What’s missing from COP? Climate education and a theory of change – Ben Rawlence

Do you remember those terrifying AIDS adverts in the 1980s showing a tombstone and an iceberg? For anyone of TV watching age at the time, the adverts with the strapline, “Don’t Die of Ignorance” were unforgettable. It was a masterclass in how to run a public health campaign.

The advertising was coordinated for maximum effect with a week of educational programming scheduled at peak viewing times on all four terrestrial channels simultaneously. The shocking campaign sparked an outcry of scaremongering. But it worked. The impact was immediate and the British government’s approach was rapidly copied around the world, notably in the USA.

Can you imagine the government running a similar campaign on climate change in 2021? There would be a similar outcry and accusations of scaremongering, but it is no less a public health issue, an existential one no less. How different would the Cop26 negotiations have been against a backdrop of an informed and urgent public conversation?

Running such a campaign as well as integrating climate education into the national curriculum, is, in fact, a legal obligation of the UK government, under a little known article of the earlier climate treaty, Article 12 of the Paris Agreement.

This rarely mentioned obligation is routinely lost amidst protests and calls for more money for the global south, or for tougher action from the global north but, if basic climate literacy was widespread, and taught in schools and colleges as a statutory obligation, the political conversation could look very different indeed.

The fossil fuel interests know this, hence their decades-long campaigns to sow confusion and doubt. In the absence of a government backed public information campaign, their lies have found fertile ground and taken decades rather than years to disprove and sideline.

Media coverage over the last few weeks has revealed the level of climate and adaptation literacy among political journalists, let alone some politicians, to be woefully inadequate. The scale of the changes required to our economy and way of life implied by zero emissions are still not accepted nor even, it seems, well understood.

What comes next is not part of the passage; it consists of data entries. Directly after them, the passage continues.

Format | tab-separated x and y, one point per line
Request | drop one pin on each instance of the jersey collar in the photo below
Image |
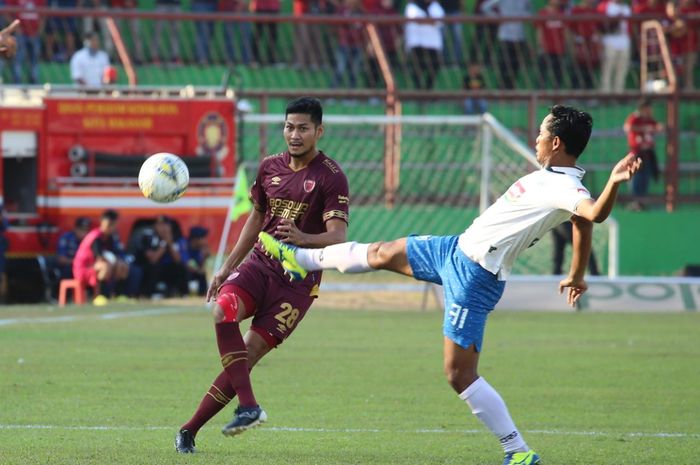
575	171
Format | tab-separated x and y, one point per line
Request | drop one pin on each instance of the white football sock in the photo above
348	257
489	407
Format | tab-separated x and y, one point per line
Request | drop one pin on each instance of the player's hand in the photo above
575	289
216	283
8	44
626	168
287	231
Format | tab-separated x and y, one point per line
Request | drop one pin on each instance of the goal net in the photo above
448	169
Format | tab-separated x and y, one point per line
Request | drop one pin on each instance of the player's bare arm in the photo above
336	232
246	241
582	240
598	211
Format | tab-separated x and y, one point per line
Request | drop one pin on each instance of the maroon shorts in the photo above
278	304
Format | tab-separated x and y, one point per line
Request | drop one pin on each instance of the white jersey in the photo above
532	206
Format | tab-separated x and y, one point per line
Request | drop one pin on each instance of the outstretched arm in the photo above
246	241
582	239
599	210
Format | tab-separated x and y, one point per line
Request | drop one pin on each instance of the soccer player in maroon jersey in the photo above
301	197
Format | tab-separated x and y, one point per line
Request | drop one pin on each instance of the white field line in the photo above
276	429
103	316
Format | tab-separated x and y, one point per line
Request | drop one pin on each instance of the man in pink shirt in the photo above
99	261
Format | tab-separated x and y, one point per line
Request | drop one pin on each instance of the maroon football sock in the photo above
217	397
234	358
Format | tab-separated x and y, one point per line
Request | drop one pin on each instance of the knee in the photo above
377	255
459	377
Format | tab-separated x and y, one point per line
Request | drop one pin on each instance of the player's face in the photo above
543	143
301	134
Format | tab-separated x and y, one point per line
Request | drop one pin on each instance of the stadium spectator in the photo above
197	252
4	245
239	33
172	31
562	236
100	261
452	34
309	206
68	244
204	29
483	43
389	36
551	38
685	40
265	32
305	34
424	41
162	256
513	48
134	28
641	128
617	46
28	37
62	32
474	81
348	53
586	44
87	66
473	267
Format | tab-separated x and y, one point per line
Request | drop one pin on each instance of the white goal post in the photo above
448	164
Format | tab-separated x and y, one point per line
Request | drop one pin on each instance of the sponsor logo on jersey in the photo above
309	185
284	208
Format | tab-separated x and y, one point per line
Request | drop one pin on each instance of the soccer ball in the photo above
163	177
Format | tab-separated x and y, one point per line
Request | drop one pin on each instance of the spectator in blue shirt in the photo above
68	244
162	256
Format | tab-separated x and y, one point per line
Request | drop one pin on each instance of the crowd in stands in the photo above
587	47
159	260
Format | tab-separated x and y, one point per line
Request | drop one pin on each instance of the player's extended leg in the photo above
488	406
218	396
348	257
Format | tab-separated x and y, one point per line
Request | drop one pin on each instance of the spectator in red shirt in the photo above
389	36
641	128
265	33
28	37
551	37
348	54
684	40
586	45
236	32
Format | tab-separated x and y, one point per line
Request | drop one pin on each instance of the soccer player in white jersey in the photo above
473	266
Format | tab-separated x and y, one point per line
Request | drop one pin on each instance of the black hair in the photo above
572	126
306	106
111	215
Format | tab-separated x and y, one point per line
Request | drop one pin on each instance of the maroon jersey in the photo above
310	196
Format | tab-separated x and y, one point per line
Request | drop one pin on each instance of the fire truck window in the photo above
19	184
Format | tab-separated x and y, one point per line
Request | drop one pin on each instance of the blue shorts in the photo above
471	292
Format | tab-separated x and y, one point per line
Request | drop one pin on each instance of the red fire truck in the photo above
69	153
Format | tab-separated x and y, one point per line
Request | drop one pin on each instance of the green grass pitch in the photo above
111	386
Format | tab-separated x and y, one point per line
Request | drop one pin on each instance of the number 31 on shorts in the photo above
287	317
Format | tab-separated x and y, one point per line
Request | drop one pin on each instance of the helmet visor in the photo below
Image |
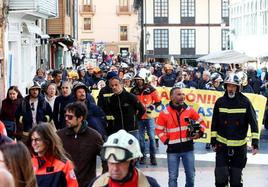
115	154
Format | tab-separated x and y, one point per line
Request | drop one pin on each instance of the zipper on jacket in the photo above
121	113
179	122
59	112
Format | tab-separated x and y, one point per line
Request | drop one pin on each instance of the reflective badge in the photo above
72	175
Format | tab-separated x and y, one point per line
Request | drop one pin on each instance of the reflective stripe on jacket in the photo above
170	127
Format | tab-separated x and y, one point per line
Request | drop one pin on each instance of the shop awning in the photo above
226	57
32	28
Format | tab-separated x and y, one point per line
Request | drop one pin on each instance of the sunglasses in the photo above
32	106
37	140
119	155
69	117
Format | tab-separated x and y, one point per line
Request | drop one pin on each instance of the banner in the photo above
203	102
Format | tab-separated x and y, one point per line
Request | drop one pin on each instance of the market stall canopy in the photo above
226	57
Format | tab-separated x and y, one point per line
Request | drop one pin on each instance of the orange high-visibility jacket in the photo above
169	127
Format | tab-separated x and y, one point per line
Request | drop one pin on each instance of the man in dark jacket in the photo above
95	116
32	110
232	115
83	144
104	101
125	108
61	101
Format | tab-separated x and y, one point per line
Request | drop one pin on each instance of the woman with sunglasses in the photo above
51	165
9	107
17	160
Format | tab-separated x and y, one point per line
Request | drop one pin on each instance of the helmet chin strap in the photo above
129	175
231	96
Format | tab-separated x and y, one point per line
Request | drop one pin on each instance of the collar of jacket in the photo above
82	129
103	180
178	108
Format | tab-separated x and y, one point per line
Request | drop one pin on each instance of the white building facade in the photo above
113	23
24	36
249	26
185	28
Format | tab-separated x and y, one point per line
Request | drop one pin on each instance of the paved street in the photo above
255	173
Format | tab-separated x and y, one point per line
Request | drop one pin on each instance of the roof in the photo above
226	57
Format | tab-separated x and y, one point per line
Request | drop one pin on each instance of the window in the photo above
225	8
161	41
123	33
161	11
188	11
87	24
68	7
86	2
188	41
225	39
123	5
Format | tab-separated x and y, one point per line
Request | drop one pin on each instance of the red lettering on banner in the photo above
190	97
165	95
214	99
207	124
201	98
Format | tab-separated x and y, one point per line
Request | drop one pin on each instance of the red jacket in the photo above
171	124
148	96
50	173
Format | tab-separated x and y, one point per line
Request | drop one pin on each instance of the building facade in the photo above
184	29
24	38
249	26
61	32
113	23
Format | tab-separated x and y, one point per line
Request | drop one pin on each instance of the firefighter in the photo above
150	99
232	115
172	128
121	151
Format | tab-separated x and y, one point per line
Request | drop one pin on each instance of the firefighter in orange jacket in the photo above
173	128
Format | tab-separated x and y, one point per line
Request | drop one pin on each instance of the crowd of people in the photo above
58	129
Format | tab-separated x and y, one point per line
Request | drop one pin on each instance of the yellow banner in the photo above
203	102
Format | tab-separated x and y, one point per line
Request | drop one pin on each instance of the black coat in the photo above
126	110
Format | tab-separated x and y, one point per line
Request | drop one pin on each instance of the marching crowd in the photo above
53	135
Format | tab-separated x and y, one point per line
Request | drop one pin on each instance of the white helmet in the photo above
216	77
179	85
243	77
121	146
232	78
143	74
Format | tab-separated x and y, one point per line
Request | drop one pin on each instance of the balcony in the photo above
38	8
124	10
87	9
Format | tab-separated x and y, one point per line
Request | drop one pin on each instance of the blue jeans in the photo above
147	124
173	168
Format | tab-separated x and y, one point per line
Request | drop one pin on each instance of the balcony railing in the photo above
38	8
87	9
124	10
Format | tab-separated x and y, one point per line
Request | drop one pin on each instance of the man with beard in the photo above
173	130
232	115
83	144
32	110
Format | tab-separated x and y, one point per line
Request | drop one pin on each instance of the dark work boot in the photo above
142	160
153	160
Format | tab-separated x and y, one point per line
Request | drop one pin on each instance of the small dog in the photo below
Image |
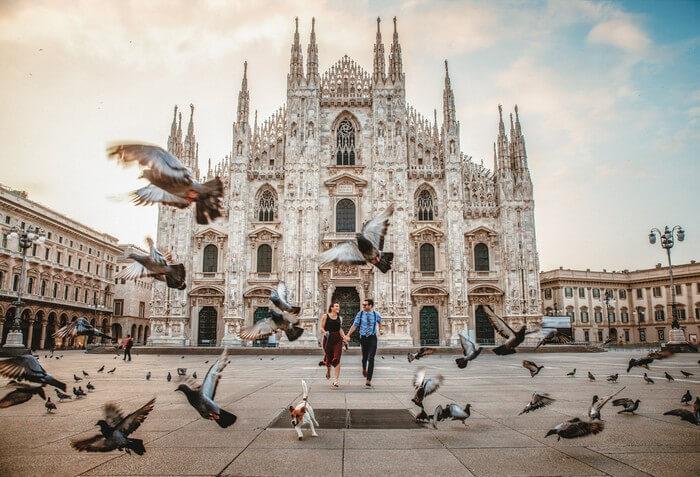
303	413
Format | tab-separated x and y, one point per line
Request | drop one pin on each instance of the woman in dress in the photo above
333	340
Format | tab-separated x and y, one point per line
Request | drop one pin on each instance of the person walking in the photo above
333	341
127	344
368	322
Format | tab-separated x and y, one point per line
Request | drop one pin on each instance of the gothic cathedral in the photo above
344	146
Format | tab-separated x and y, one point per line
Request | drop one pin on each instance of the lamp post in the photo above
26	238
677	335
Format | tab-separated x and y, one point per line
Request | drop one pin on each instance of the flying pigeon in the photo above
21	394
692	417
687	397
469	350
641	362
627	405
202	397
367	247
170	182
28	368
275	322
538	401
423	352
425	386
115	430
281	298
61	396
513	338
532	367
598	403
554	336
575	428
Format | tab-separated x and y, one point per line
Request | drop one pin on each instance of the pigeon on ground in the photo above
202	397
170	182
687	397
274	323
425	386
627	405
692	417
423	352
281	298
367	247
641	362
21	394
28	368
80	327
513	338
532	367
61	396
50	407
469	350
155	265
598	403
575	428
115	430
451	411
538	401
554	336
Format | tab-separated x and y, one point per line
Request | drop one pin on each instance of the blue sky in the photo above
609	94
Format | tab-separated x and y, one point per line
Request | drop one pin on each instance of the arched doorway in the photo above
429	326
206	332
484	328
349	301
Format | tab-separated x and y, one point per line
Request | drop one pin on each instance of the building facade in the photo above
68	276
132	300
344	146
638	305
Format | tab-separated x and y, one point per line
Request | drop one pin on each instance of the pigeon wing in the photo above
344	252
375	229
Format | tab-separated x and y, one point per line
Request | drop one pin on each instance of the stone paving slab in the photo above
495	441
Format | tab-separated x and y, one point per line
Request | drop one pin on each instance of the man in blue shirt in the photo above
369	322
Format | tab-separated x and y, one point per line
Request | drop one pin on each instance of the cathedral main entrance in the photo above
349	301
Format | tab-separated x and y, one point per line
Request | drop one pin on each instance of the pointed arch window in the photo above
345	216
427	258
345	144
266	206
211	258
264	264
425	206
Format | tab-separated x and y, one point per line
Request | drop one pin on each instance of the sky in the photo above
608	95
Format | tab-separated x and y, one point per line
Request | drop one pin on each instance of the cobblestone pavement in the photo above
495	442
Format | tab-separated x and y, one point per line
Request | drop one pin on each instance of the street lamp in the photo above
26	238
667	242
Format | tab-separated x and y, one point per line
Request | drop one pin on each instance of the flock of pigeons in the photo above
426	385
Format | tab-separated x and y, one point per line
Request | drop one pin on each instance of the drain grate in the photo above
355	419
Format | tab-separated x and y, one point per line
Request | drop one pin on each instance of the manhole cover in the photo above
355	419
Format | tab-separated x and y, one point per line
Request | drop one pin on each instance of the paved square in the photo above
496	441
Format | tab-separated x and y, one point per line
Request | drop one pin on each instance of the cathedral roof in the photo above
346	84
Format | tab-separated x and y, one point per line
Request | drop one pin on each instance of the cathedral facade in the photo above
344	146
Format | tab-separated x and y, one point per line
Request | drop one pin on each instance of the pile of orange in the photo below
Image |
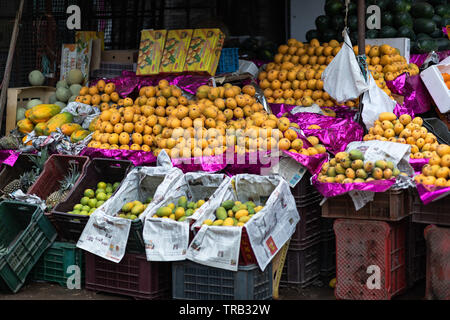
102	95
294	77
219	117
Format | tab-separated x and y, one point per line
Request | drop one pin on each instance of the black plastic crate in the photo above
302	267
193	281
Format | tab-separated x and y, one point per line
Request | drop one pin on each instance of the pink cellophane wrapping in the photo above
329	190
312	163
413	90
9	157
418	164
137	157
207	164
419	59
128	82
429	193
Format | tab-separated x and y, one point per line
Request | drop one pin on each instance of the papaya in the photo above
25	125
40	127
57	121
79	135
69	128
43	112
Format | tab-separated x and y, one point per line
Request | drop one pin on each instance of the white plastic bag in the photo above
342	78
375	101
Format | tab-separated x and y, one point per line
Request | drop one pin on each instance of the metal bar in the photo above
9	62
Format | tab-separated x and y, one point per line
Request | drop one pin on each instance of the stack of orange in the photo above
102	95
446	77
294	77
219	117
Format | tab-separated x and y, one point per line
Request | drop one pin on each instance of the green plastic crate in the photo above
54	265
25	234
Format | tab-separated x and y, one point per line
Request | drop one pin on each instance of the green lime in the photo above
101	196
89	193
92	203
101	185
84	201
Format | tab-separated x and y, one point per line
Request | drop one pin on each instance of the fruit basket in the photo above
25	234
70	225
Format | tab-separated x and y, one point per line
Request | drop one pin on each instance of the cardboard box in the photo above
150	51
120	56
402	44
433	80
19	97
175	50
204	51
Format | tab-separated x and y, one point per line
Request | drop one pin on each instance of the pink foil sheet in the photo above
137	157
312	163
208	164
417	98
428	193
418	164
9	157
419	59
329	190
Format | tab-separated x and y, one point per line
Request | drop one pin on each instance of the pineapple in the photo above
65	185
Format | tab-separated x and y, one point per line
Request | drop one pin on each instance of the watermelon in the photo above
422	25
399	6
372	34
438	20
337	22
406	32
442	10
403	19
422	10
388	32
387	19
322	22
311	34
334	7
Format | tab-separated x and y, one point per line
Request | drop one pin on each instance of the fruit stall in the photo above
201	165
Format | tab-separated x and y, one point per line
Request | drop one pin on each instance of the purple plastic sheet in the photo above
128	82
312	163
418	164
429	193
335	189
207	164
9	157
417	98
137	157
419	59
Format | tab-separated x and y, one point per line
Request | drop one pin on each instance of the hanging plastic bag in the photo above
375	101
342	79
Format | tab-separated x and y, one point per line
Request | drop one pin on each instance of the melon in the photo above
63	94
52	99
36	78
75	89
20	113
62	83
61	104
32	103
75	76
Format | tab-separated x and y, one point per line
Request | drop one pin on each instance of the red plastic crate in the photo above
364	243
438	263
133	276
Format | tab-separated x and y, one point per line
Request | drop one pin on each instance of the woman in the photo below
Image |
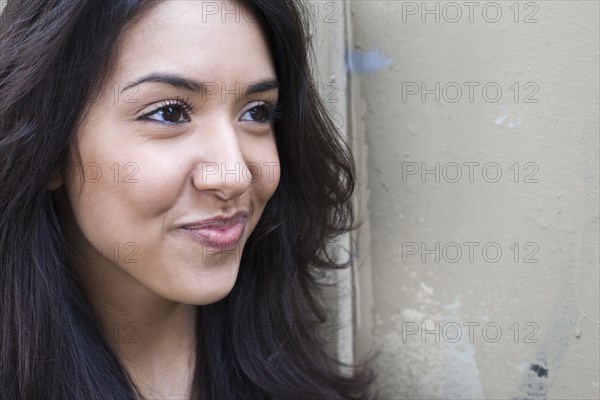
169	183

Democracy is good for many things; making bold swift decisions without the threat of an electoral cost is not one of them. Governments can ignore calls to keep fossil fuels in the ground because voters will let them. Mobilising democratic governments to act relies on a critical mass of the voters demanding action. Democratic governments, for better or worse, do largely reflect the popular will.

With article 12 the UN offered governments (and citizens) a lever to unleash shock and awe information campaigns that could have the potential to change the political landscape, to give governments the political capital they need to take on the fossil interests and keep hydrocarbons in the ground. Demanding governments abide by their legal obligation to educate, inform and tell the truth is a surer theory of change than simply shouting at them to do more. We must seize that lever.

I’m pleased to say that BMC will be doing its part through its formal education programmes and, coming soon, more short courses and blogs on this critical aspect of the challenge we face. It we don’t share an understanding of the problem, we cannot hope to cooperate in meeting it.